The Seminole Tribe of Florida’s “hub-and-spoke” model for mobile gaming – opportunities and unresolved questions

Overview For many Native American Tribes, gaming revenue has long been a key resource for government services, economic development, and community investment. With the gaming industry’s inexorable shift to the internet, Tribes must find ways to remain competitive by participating in online markets. The uniquely complex legal and regulatory landscape governing Indian gaming demands creative solutions to achieve this. The Seminole Tribe of Florida has developed just such a solution, which is attracting interest from Tribes around the country. In June 2024, the U.S. Supreme Court removed any remaining legal uncertainty about the approach to state-wide mobile gaming advanced by the Seminole Tribe of Florida and the State

of Florida in their landmark 2021 Class III Gaming Compact. The Court declined to take up a commercial operators’ challenge to the D.C. Circuit’s decision in West Flagler Associates, Ltd. v. Haaland , which upheld the validity of the Department of the Interior’s decision to allow the agreement to take effect.
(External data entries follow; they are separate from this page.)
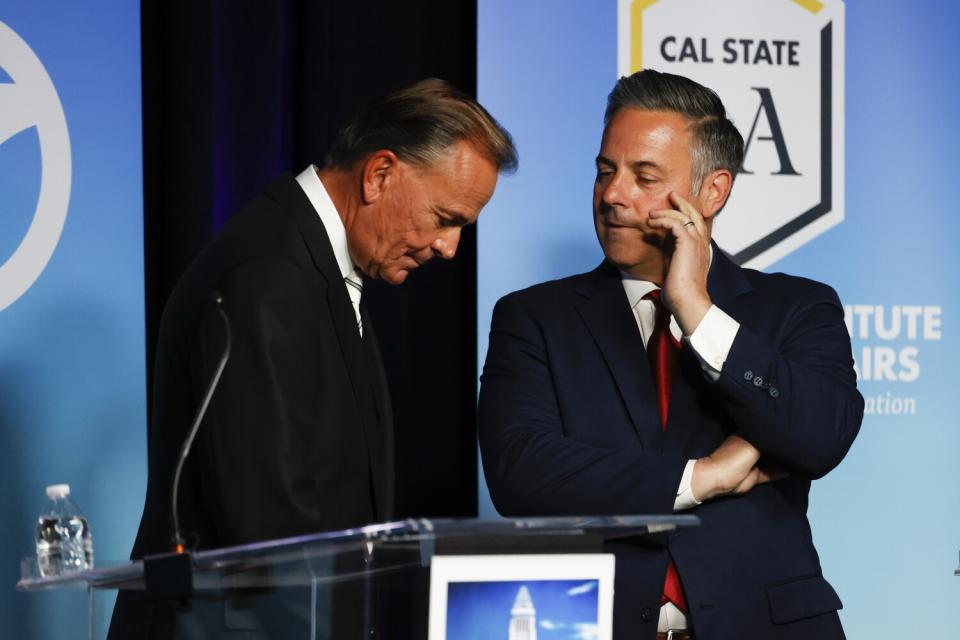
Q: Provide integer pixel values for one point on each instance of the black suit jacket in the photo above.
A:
(569, 425)
(298, 436)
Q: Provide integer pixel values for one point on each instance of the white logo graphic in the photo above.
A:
(32, 101)
(778, 67)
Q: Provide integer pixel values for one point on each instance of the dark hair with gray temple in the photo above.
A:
(419, 124)
(717, 143)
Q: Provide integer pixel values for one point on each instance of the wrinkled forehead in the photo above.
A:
(634, 134)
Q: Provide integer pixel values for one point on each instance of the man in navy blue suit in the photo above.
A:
(669, 378)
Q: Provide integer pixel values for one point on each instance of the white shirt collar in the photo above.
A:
(310, 182)
(636, 289)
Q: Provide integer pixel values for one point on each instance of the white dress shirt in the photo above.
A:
(310, 182)
(711, 342)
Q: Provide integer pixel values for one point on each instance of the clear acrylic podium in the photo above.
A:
(358, 583)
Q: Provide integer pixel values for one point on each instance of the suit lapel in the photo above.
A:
(611, 323)
(361, 369)
(383, 464)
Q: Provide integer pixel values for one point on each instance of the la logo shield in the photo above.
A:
(778, 67)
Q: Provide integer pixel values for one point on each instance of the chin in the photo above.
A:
(395, 277)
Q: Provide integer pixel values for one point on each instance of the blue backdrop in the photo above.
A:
(72, 370)
(886, 521)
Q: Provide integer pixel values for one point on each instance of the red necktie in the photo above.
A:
(662, 350)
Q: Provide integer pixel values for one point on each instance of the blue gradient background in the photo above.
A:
(72, 367)
(886, 522)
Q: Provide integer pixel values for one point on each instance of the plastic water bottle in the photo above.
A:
(64, 542)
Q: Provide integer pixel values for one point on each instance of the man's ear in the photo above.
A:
(378, 172)
(715, 191)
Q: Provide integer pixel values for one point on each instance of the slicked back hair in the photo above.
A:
(716, 142)
(420, 123)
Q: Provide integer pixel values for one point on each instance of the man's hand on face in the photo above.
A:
(685, 285)
(731, 469)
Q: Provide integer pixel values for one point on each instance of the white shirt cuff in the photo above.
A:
(712, 339)
(685, 498)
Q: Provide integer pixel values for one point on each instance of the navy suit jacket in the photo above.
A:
(569, 425)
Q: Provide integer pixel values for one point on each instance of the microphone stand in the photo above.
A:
(171, 574)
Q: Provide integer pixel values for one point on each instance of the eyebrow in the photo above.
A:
(456, 218)
(636, 165)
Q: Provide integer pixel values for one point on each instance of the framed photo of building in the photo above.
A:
(522, 597)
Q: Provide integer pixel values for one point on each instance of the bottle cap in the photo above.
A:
(58, 491)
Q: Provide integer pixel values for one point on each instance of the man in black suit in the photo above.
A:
(298, 435)
(669, 378)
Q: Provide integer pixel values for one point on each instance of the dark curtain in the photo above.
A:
(234, 94)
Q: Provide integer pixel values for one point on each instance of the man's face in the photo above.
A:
(421, 213)
(644, 155)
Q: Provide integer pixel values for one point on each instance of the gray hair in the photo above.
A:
(419, 124)
(716, 142)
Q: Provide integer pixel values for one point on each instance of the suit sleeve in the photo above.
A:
(797, 403)
(532, 467)
(259, 481)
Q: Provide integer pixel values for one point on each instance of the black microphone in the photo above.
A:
(217, 299)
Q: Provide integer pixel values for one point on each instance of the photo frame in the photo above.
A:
(522, 597)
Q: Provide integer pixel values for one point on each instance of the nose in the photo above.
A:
(445, 245)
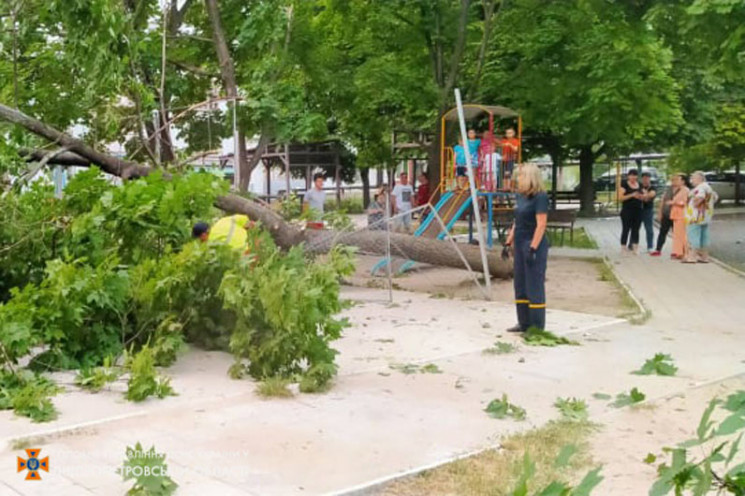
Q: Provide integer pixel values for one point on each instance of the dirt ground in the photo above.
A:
(573, 285)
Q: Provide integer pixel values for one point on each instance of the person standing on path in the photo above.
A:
(630, 195)
(677, 215)
(315, 198)
(527, 237)
(403, 193)
(664, 217)
(510, 155)
(649, 193)
(698, 214)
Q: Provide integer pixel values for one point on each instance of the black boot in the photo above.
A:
(516, 328)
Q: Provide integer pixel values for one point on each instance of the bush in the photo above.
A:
(110, 268)
(284, 311)
(144, 380)
(28, 395)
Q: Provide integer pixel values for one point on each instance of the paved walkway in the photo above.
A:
(701, 297)
(378, 422)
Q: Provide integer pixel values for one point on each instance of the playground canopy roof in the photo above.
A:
(472, 110)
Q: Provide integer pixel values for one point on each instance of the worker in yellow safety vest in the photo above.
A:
(231, 230)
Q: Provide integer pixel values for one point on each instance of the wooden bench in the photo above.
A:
(562, 220)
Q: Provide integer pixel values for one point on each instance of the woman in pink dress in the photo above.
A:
(677, 215)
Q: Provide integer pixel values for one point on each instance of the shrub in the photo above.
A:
(28, 395)
(144, 380)
(285, 310)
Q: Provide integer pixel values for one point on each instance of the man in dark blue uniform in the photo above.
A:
(528, 239)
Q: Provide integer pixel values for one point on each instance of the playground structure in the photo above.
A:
(490, 169)
(489, 172)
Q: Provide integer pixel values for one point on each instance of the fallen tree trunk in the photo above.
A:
(286, 235)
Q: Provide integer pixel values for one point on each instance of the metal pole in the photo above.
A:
(388, 245)
(474, 196)
(236, 155)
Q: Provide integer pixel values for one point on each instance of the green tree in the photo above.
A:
(589, 77)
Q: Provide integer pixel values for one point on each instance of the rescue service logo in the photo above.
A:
(33, 464)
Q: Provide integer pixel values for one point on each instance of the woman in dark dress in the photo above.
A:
(528, 240)
(630, 195)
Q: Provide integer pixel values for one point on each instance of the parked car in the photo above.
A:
(724, 184)
(607, 181)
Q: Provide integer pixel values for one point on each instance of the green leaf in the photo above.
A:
(555, 489)
(589, 482)
(734, 447)
(539, 337)
(502, 408)
(705, 424)
(660, 364)
(566, 453)
(730, 425)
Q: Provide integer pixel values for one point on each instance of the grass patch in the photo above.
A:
(411, 368)
(497, 472)
(572, 409)
(501, 408)
(660, 364)
(580, 239)
(500, 348)
(274, 387)
(629, 309)
(631, 398)
(430, 368)
(540, 337)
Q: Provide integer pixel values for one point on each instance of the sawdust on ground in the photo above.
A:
(573, 285)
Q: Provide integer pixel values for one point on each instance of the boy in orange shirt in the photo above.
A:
(510, 148)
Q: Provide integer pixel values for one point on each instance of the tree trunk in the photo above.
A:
(115, 166)
(429, 251)
(556, 160)
(738, 191)
(227, 72)
(586, 185)
(365, 177)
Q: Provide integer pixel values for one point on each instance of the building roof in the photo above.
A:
(473, 110)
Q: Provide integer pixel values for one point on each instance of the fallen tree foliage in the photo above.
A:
(422, 250)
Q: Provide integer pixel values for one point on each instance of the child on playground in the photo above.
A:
(460, 157)
(510, 149)
(376, 211)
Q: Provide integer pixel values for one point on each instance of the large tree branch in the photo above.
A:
(227, 71)
(460, 47)
(112, 165)
(423, 250)
(490, 13)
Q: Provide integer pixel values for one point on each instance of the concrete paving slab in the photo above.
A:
(377, 421)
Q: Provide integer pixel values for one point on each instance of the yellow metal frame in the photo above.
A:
(447, 155)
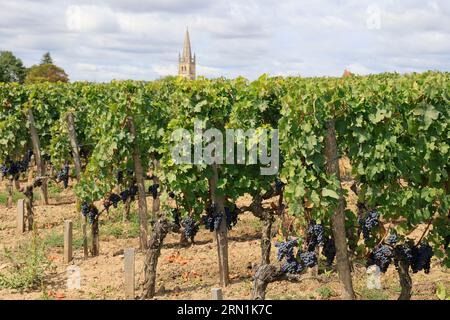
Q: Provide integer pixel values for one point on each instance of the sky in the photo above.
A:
(140, 39)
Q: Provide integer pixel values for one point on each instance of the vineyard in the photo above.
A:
(363, 180)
The approach involves a combination of state law and federal law pursuant to the Indian Gaming Regulatory Act (IGRA), and can now provide a potential blueprint for Tribes in other states to follow a “hub-and-spoke” model in which online sports betting wagers placed anywhere within a state are received and processed at servers on a Tribe’s Indian lands. But key questions remain about how to adapt this approach to fit the varied political and legal realities faced by Tribes in states other than Florida.